I often experience the consequences of my own stubbornness, persistence in stupid error, unwillingness to take good advice, unwillingness to be prudent, to avoid "unwarranted risk." But, I think, "I did it my way." Is there really any reward in that, at all? Should there be?
Are there people who learn quickly, or are there people who obey easily, without resisting? Are there smarter people, or are there people who are more compliant, submissive? Is the smartest thing to know which side one's bread is buttered on? If not, why not?
Educators often insist not only that we commit facts to memory, but that we "think" about them. At least, this is often heard in the classroom. Are the smart people the ones who take this seriously, or the ones who never take it to heart, who know it is bunk? Are people taught to think, or are they taught to obey without even realizing that's what they are doing? What master does a good student serve? Does a good student serve any master at all? The master of reason? But what master is that, exactly?
"Here is a quotation from Carl B. Boyer, who is more or less the Gibbon of math history:'But what, after all, are the integers? Everyone thinks that he or she knows, for example, what the number three is--until he or she tries to define or explain it.' W/r/t which it is instructive to talk to 1st and 2nd-grade math teachers and find out how children are actually taught about integers. About what, for example, the number five is. First they are given,say, five oranges. Something they can touch or hold. Are asked to count them. Then they are given a picture of five oranges. Then a picture that combines the five oranges with the numeral '5' so they associate the two. Then a picture of just the numeral '5' with the oranges removed. The children are then engaged in verbal exercises in which they start talking about the integer 5 per se, as an object in itself, apart from five oranges. In other words they are systematically fooled, or awakened, into treating numbers as things instead of as symbols for things. Then they can be taught arithmetic, which comprises elementary relations between numbers.(You will note how this parallels the ways we are taught to use language. We learn early on that the noun 'five' means, symbolizes, the integer 5. And so on.)
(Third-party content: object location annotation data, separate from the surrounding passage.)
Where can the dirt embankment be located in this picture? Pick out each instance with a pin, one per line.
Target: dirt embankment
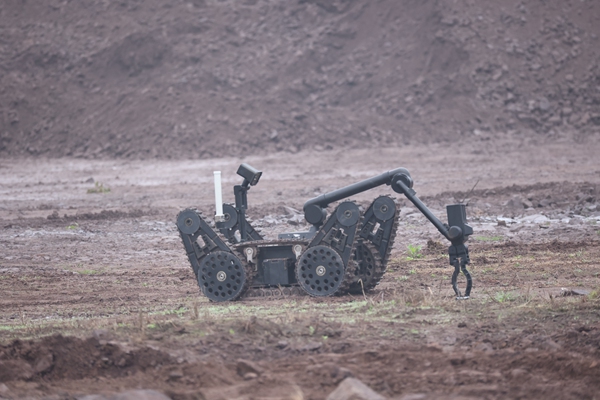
(206, 78)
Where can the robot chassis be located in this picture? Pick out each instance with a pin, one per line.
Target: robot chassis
(346, 252)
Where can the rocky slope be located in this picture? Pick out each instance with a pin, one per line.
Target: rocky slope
(189, 79)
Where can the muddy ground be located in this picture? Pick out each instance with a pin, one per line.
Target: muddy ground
(98, 296)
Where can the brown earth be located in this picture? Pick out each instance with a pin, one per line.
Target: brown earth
(98, 296)
(191, 79)
(113, 116)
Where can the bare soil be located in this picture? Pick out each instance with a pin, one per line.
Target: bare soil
(113, 116)
(98, 296)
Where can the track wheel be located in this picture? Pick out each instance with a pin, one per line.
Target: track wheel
(320, 271)
(221, 276)
(369, 269)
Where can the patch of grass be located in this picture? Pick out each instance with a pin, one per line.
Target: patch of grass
(99, 188)
(413, 252)
(489, 238)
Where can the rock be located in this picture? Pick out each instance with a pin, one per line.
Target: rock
(527, 204)
(331, 371)
(311, 346)
(100, 334)
(4, 390)
(15, 370)
(544, 203)
(353, 389)
(250, 375)
(515, 202)
(128, 395)
(244, 367)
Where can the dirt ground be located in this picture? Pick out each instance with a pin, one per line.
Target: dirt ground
(98, 296)
(114, 115)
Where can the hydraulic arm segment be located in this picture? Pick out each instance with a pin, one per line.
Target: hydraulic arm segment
(347, 251)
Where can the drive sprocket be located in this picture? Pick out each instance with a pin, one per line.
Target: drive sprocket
(320, 271)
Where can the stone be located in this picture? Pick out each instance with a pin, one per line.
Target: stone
(311, 346)
(244, 367)
(44, 363)
(353, 389)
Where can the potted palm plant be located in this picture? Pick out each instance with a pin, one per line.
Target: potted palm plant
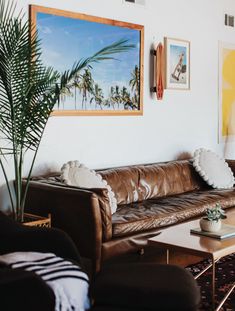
(212, 221)
(28, 93)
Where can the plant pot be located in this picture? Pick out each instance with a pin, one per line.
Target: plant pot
(210, 225)
(37, 221)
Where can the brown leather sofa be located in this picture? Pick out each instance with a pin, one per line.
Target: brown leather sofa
(150, 197)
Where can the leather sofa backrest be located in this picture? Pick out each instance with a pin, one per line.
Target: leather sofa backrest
(140, 182)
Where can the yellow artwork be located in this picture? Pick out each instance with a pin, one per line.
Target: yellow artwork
(227, 92)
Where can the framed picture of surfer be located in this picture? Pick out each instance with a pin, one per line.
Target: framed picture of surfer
(177, 60)
(110, 56)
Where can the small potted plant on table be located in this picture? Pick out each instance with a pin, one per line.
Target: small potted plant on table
(212, 221)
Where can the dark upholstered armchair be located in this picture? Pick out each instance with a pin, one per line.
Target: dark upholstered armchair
(117, 287)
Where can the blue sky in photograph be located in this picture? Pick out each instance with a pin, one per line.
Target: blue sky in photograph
(175, 51)
(66, 40)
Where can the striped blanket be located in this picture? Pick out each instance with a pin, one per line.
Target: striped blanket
(69, 283)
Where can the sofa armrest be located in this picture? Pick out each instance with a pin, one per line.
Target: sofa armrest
(85, 215)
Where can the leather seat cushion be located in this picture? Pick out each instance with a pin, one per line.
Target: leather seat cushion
(156, 213)
(146, 287)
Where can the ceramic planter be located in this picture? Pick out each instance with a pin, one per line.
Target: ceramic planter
(210, 226)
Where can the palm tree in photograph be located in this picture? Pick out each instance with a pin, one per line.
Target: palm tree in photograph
(29, 92)
(135, 83)
(76, 86)
(86, 86)
(125, 96)
(97, 96)
(117, 96)
(112, 97)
Sometimes a kid will have trouble, the teachers say. Some children understand that the word 'five' stands for 5, but they keep wanting to know 5 what? 5 oranges, 5 pennies, 5 points? These children, who have no problem adding or subtracting oranges or coins, will nevertheless perform poorly on arithmetic tests. They cannot treat 5 as an object per se. They are often remanded to Special Ed Math, where everything is taught in terms of groups or sets of actual objects rather than as numbers 'withdrawn from particular examples.'"--from David Foster Wallace, Everything and More: a Compact History of Infinity, pages 8 and 9.
Fooled or awakened? Taught or ordered? Slow learner, or intelligent enough to be critical of teachers' sleight-of-hand? Stupid, or simply someone whose thought processes are different and perhaps more profound? Someone incapable of abstract thought, or someone boldly and heroically true to their own sensuous apperception?
2 Comments:
Where did you get that picture, and is it authentic?
I got it from google image, after googling on dunce. I don't know if it was posed or not. It seems to be maybe fifty years old, and used quite often. It didn't seem to be copy righted.